KESADARAN IMAN

KESADARAN IMAN

Senin, 27 Juni 2022



Matius 8:18-22

Tuhan Yesus mengajak para murid untuk beriman dengan sadar. Dengan demikian Yesus mengingatkan kepada mereka bahwa percaya kepada Kristus tidak berhenti pada pengakuan akan Yesus sebagai Sang Juruselamat tetapi harus siap mengikuti jalan hidup-Nya. “Barangsiapa tidak memikul salibnya dan mengikut Aku, ia tidak dapat menjadi murid-Ku.”(Luk 14:27). Jika seseorang sadar akan panggilnnya, maka ia akan dengan kerelaan dan sukacita melakukan apa yang berkenan dihadapan Allah. Sebaliknya jika tidak memiliki kesadaran yang baik, ia tidak akan berubah apa-apa dan pola hidupnya akan sama seperti dulu, sebelum mengenal Kristus.

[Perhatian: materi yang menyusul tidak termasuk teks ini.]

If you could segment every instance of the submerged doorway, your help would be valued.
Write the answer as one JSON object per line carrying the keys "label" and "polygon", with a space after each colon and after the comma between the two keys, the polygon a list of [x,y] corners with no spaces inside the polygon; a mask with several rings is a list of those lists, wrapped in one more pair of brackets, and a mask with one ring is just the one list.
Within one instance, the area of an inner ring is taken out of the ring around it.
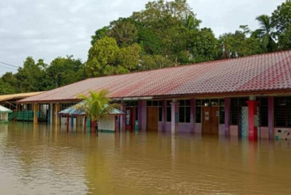
{"label": "submerged doorway", "polygon": [[147,108],[147,129],[148,131],[157,131],[159,108],[158,107],[148,107]]}
{"label": "submerged doorway", "polygon": [[218,107],[202,107],[202,133],[218,134],[219,111]]}

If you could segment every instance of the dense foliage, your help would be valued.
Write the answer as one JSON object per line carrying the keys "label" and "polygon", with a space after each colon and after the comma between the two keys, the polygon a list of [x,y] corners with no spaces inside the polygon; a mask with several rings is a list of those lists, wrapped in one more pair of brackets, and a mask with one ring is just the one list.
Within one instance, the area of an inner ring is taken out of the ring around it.
{"label": "dense foliage", "polygon": [[144,9],[97,30],[84,63],[72,56],[49,65],[28,57],[15,74],[0,78],[0,94],[51,89],[88,77],[291,49],[291,1],[259,15],[253,31],[241,25],[215,37],[200,28],[186,0],[150,1]]}

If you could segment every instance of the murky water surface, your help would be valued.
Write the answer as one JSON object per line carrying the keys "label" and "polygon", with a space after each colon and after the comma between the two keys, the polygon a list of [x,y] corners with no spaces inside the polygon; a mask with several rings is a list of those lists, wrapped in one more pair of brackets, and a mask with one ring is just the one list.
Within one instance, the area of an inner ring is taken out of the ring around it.
{"label": "murky water surface", "polygon": [[0,124],[0,194],[290,194],[291,145]]}

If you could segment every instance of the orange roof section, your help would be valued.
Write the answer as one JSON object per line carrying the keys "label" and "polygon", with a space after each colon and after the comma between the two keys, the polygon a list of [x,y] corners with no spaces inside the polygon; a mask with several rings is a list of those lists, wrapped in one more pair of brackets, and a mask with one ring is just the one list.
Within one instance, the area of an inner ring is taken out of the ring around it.
{"label": "orange roof section", "polygon": [[0,102],[7,101],[13,99],[20,99],[28,97],[30,97],[33,95],[36,95],[40,94],[45,91],[38,91],[37,92],[31,92],[27,93],[17,93],[16,94],[11,94],[6,95],[0,95]]}
{"label": "orange roof section", "polygon": [[91,78],[18,102],[77,101],[102,89],[116,98],[291,91],[291,50]]}

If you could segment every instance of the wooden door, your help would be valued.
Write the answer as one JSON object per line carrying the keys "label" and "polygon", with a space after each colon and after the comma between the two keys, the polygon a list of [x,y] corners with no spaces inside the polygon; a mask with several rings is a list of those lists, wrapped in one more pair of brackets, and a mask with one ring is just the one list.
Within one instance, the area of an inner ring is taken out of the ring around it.
{"label": "wooden door", "polygon": [[147,108],[147,129],[149,131],[157,131],[159,110],[158,107]]}
{"label": "wooden door", "polygon": [[203,108],[202,132],[218,134],[218,107],[204,107]]}
{"label": "wooden door", "polygon": [[218,107],[211,108],[211,133],[213,134],[218,134]]}
{"label": "wooden door", "polygon": [[211,108],[208,107],[202,108],[202,132],[203,133],[211,133]]}

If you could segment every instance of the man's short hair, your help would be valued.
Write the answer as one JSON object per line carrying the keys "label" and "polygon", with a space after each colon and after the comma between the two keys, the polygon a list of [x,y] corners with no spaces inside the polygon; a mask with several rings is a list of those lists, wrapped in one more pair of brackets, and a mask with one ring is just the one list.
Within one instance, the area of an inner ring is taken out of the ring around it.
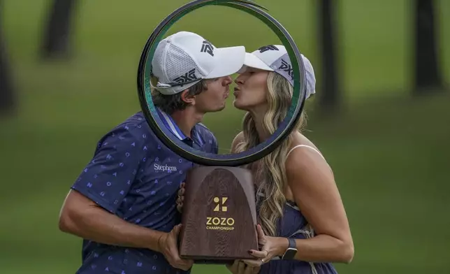
{"label": "man's short hair", "polygon": [[[206,80],[202,80],[194,85],[189,87],[187,96],[198,95],[203,91],[208,89]],[[171,115],[175,111],[182,110],[189,104],[186,103],[181,98],[183,92],[175,94],[163,94],[156,89],[152,89],[152,99],[157,108],[159,108],[164,113]]]}

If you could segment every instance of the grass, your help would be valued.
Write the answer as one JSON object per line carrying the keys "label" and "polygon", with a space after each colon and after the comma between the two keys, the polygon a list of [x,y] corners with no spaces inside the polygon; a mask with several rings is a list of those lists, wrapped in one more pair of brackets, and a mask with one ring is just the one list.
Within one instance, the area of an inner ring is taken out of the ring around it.
{"label": "grass", "polygon": [[[61,204],[98,139],[138,109],[136,73],[142,47],[156,24],[184,1],[80,2],[75,57],[53,63],[37,57],[50,2],[28,2],[6,0],[2,10],[20,101],[17,116],[0,122],[0,266],[6,274],[74,273],[81,242],[58,231]],[[320,79],[314,2],[258,2],[289,30]],[[333,167],[354,238],[356,257],[350,265],[338,266],[342,273],[446,269],[450,97],[408,96],[408,3],[340,1],[346,108],[319,119],[314,104],[308,106],[307,135]],[[444,45],[450,41],[450,5],[438,3],[440,49],[449,82],[450,50]],[[255,19],[224,10],[198,10],[171,31],[198,31],[220,46],[239,43],[252,49],[277,42]],[[228,106],[205,118],[223,149],[242,117]],[[224,127],[224,121],[232,126]],[[205,266],[194,273],[212,271],[226,273]]]}

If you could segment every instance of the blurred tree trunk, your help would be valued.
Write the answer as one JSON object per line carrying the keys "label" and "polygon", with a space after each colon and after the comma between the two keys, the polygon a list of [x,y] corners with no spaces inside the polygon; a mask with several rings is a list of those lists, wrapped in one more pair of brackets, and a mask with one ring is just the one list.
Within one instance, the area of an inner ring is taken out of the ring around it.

Dengan demikian setiap murid Kristus diajak dengan kesadarannya untuk berani mengambil pilihan hidup yang sulit namun membawa buah-buah kebaikan. “Sebab lebih baik menderita karena berbuat baik, jika hal itu dikehendaki Allah, dari pada menderita karena berbuat jahat.”(1 Petrus 3:17). Oleh karena itu tidak akan ada perubahan yang baik, jika tidak ada keberanian berkurban.  Jalan yang dilalui murid-murid Kristus adalah jalan telah dilewati Guru dan Tuhan mereka , yang telah sampai pada kemuliaan dan kebangkitan. Jalan yang sempit dan sulit tetapi berakhir pada kedamaian, suka cita dan keselamatan. “Masuklah melalui pintu yang sesak itu, karena lebarlah pintu dan luaslah jalan yang menuju kepada kebinasaan, dan banyak orang yang masuk melaluinya; karena sesaklah pintu dan sempitlah jalan yang menuju kepada kehidupan, dan sedikit orang yang mendapatinya.”  (Mat 7:13-14).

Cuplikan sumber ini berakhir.